Wenn Hannah Zeitlhofer mit Pluto Amena die Reitbahn in der Wiener Hofburg betritt, zieht sie ihren Zweispitz vor dem Porträt von Kaiser Karl VI., der 1729 den Bau der Winterreitschule in Auftrag gab. Ihren Traditionen ist die „Spanische“ verbunden, die Ausbildung der Lipizzaner erfolgt gemäß der klassischen Reitkunst. Doch wer glaubt, dass hier stundenlang Kapriolen geübt werden, liegt falsch. Gerade die Basisarbeit für Losgelassenheit, stabile Anlehnung und gute Dehnungshaltung ist es, worauf Zeitlhofer und ihre Kolleg:innen im täglichen Training besonders achten. Wir haben sie nach ihren Tipps und Tricks gefragt.
 

Zu Beginn soll das Pferd lernen, in eine gute Dehnungshaltung zu finden. Welche Übungen setzen Sie dafür ein?
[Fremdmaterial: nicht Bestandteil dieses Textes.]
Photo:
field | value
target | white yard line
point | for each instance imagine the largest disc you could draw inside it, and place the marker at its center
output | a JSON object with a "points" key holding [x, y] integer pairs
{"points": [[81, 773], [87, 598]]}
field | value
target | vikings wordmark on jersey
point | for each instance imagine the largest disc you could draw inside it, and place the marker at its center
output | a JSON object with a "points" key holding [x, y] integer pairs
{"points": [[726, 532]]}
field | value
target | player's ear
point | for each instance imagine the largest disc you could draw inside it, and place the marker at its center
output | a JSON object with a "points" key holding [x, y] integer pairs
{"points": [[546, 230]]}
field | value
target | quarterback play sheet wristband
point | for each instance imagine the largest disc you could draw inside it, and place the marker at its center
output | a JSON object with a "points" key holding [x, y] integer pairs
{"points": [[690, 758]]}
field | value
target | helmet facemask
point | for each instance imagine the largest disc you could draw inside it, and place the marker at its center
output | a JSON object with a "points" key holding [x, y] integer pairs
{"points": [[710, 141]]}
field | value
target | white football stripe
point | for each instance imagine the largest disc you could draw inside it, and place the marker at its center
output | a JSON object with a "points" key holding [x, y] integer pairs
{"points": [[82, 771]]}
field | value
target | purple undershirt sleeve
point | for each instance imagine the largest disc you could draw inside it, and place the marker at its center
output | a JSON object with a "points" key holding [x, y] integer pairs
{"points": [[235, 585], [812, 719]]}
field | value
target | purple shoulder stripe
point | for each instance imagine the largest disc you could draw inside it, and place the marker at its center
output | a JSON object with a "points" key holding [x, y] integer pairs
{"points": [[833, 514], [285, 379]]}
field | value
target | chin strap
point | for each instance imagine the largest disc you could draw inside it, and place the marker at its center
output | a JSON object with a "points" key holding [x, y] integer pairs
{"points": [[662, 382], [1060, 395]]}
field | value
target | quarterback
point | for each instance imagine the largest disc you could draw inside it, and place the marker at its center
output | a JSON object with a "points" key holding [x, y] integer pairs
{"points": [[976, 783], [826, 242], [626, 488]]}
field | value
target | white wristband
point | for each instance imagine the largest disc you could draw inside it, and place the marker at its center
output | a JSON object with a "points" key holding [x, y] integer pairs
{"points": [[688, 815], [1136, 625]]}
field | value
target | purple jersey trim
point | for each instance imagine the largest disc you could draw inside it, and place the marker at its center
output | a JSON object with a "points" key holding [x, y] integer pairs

Für mich ist Grundvoraussetzung, dass das Pferd Vertrauen zur Hand bekommt. Das heißt, man muss als Reiter eine sehr ruhige und unabhängige Hand haben. Nur so kann das Pferd lernen, sich an die Hand zu dehnen und dieser auch zu vertrauen. Gerade bei jungen Pferden ist das wichtig, denn sie neigen häufig dazu, sich etwas zu „verkriechen“. Sobald das gegeben ist, und das Pferd selbst den Kontakt sucht, finde ich es wichtig, dass man variiert zwischen Dehnungshaltung und Wiederaufnehmen. Es kommt dabei aber auch sehr auf das Pferd an: Habe ich ein Pferd, dass eher heiß ist, bringt es nicht viel, wenn ich gleich zu Beginn die Zügel sehr lang lasse und unbedingt eine Dehnungshaltung will. Hier achte ich darauf, dass ich zuerst Ruhe ins Pferd bekomme. Wenn ich das Pferd dann mit dem treibenden Schenkel von hinten nach vorne reiten kann, folgt die Dehnungshaltung. Übergänge sind da das A und O, egal ob innerhalb der Gangart oder als Wechsel zwischen den Gangarten. Was man hier bevorzugt, hängt auch vom Charakter und Temperament des Pferdes ab. Essenziell ist ein guter Sitz, der Reiter sollte nie nach hinten wirken und sich am Zügel festhalten. Das Pferd soll nie das Gefühl haben: „Der Reiter will mich bremsen.“ Vielmehr muss es spüren, dass es vorwärts darf, auch wenn das gerade bei jungen Pferden etwas flotter werden kann. Ich arbeite viel mit Bestätigung, klopfen am Hals, mit der Stimme loben. Das Pferd muss wissen: „Ok, das war jetzt gut.“ Man merkt dann als Reiter, wenn das Pferd aufmacht, den Rücken wölbt und sich fallen lässt.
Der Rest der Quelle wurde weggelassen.